A centésima partida de Bruno Silva teve um gosto especial para o camisa 8, afinal, de virada, o Botafogo superou o Coritiba por 3×2 em pleno o estádio Couto Pereira. Com o resultado positivo, o time da estrela solitária entrou no G-6 da Série A e novamente Bruno Silva contribuiu para o resultado positivo com uma assistência, a décima dele pela equipe alvinegra. “Foi um resultado importantíssimo, que nos colocou no grupo de classificação para Libertadores, que é uma meta do clube para o próximo ano. Nosso time entendeu e gostou muito de participar da competição neste ano, foi uma bela campanha, e para 2018 queremos e temos condições de irmos ainda mais longe. Esse grupo merece”, garantiu Bruno Silva, que tem no Avaí o clube que mais defendeu na carreira com 130 compromissos.

Bastante identificado com o clube e a torcida, Bruno Silva não esconde a emoção de estar escrevendo uma bonita história com a camisa botafoguense. “Vivo meu melhor momento da carreira e fico feliz e honrado de estar sendo no Botafogo, uma camisa tão grande e respeitada no futebol mundial. Quero continuar tendo uma boa passagem por aqui e escrever mais capítulos bonitos dessa história”, enfatizou o camisa 8.

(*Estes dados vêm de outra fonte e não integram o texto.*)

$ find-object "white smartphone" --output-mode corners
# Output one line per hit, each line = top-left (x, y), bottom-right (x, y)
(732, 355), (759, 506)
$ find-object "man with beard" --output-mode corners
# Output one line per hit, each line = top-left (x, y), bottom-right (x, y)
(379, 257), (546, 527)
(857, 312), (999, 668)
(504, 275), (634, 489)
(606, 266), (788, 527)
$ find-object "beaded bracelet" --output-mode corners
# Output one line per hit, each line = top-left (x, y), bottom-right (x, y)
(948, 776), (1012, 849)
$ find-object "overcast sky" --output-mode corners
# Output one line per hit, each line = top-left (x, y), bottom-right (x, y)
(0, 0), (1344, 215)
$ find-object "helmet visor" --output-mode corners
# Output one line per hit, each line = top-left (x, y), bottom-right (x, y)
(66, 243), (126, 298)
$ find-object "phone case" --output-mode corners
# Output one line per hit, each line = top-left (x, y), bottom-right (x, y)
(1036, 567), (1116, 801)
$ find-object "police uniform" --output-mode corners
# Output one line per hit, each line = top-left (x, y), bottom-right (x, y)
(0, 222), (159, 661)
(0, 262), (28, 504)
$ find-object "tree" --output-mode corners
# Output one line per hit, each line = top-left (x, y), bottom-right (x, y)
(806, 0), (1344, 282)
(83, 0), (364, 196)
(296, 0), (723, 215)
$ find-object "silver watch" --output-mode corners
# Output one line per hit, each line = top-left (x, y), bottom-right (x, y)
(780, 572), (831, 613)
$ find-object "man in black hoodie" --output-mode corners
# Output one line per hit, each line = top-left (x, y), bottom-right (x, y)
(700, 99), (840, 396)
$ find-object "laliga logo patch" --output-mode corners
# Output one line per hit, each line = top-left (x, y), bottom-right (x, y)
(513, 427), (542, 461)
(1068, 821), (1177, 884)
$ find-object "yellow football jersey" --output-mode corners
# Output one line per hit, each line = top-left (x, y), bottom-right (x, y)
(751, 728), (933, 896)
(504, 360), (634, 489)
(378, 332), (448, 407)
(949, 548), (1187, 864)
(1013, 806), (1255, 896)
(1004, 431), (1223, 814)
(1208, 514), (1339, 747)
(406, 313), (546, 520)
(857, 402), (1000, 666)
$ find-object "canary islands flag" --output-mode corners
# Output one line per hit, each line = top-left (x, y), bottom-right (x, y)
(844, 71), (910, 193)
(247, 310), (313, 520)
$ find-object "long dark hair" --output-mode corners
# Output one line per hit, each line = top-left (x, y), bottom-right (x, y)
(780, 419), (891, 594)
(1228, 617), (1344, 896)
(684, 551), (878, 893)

Com a camisa botafoguense, Bruno Silva não é destaque apenas na presença constante entre os titulares. Mesmo sendo um volante, ele tem chamado atenção pela participação ofensiva. Além das 10 assistências, Bruno Silva já anotou 13 gols pelo clube carioca. “Eu tenho a cara desse time do Botafogo. Desde o trabalho com o Ricardo Gomes até agora com o Jair Ventura. Ambos sempre me deram muita moral e o jeito da equipe jogar é como eu gosto. Minha característica principal é a marcação e pegada e isso é símbolo desse Botafogo. Mas, futebol não é só defender, tem que atacar para buscar a vitória. Tenho essa liberdade de chegar mais a frente e estou sendo abençoado com gols e assistências”, finalizou.

Números de Bruno Silva pelo Botafogo:

100 jogos – 46 vitórias, 24 empates, 30 derrotas, 13 gols e 10 assistências

Fonte: Assessoria

terça-feira, 26 de setembro de 2017

O Botafogo e os botafoguenses se apaixonaram pela Libertadores

Foram sete meses e 19 dias de um amor intenso. A relação do Botafogo e sua torcida com a Copa Libertadores foi forte o bastante para deixar uma cicatriz no peito de cada jogador, comissão técnica, diretoria e torcedor. Uma dor imensa com a eliminação e, por ora, o fim do sonho do título inédito que elevaria o clube à galeria dos grandes campeões da América.

Virou clichê dizer que muitos não acreditavam. E não acreditavam mesmo. Desde a Segunda Fase, a chamada Pré-Libertadores, começou uma linda história de superação da desconfiança até mesmo de sua própria torcida, acostumada a desconfiar de tudo e de todos. O Niltão lotado em cada jogo em casa. Heróis improváveis como Pimpão, artilheiro do time na competição; e Gatito, que chegou a ser contestado no início após algumas falhas.

Alguns saíram pelo caminho, casos dos meias Montillo e Camilo e o atacante Sassá. Perdemos por contusão Aírton, autor do nosso primeiro gol na Libertadores 2017, um cartão de visitas e tanto. De sofrimento em sofrimento, fomos passando de fase e por momentos de intensa alegria. Foram várias as noites em que ficamos sem dormir depois de uma classificação emocionante. Guilherme se tornou amuleto. João Paulo marcou seu primeiro gol. Era um Botafogo diferente, que alegrava a gente.

O tal Botafogo que a gente gosta, que a gente conhece, cantado sempre que esse Botafogo travesso nos surpreende para o bem. Mas uma nova música surgiu nos estádios. Além do Niltão, no Chile, Paraguai, Argentina, Colômbia, Equador e Uruguai. E embalou os corações apaixonados dos botafoguenses. “Não se compara...” Realmente, esse Botafogo foi incomparável. 14 jogos e uma campanha de campeão. Em 2018 certamente tem mais. Com um desfecho diferente. Com festa, papel picado e taça levantada. Porque depois desse namoro estonteante, bem que merecemos ser correspondidos por esta paixão arrebatadora. Um caso de amor como esse merece um final feliz!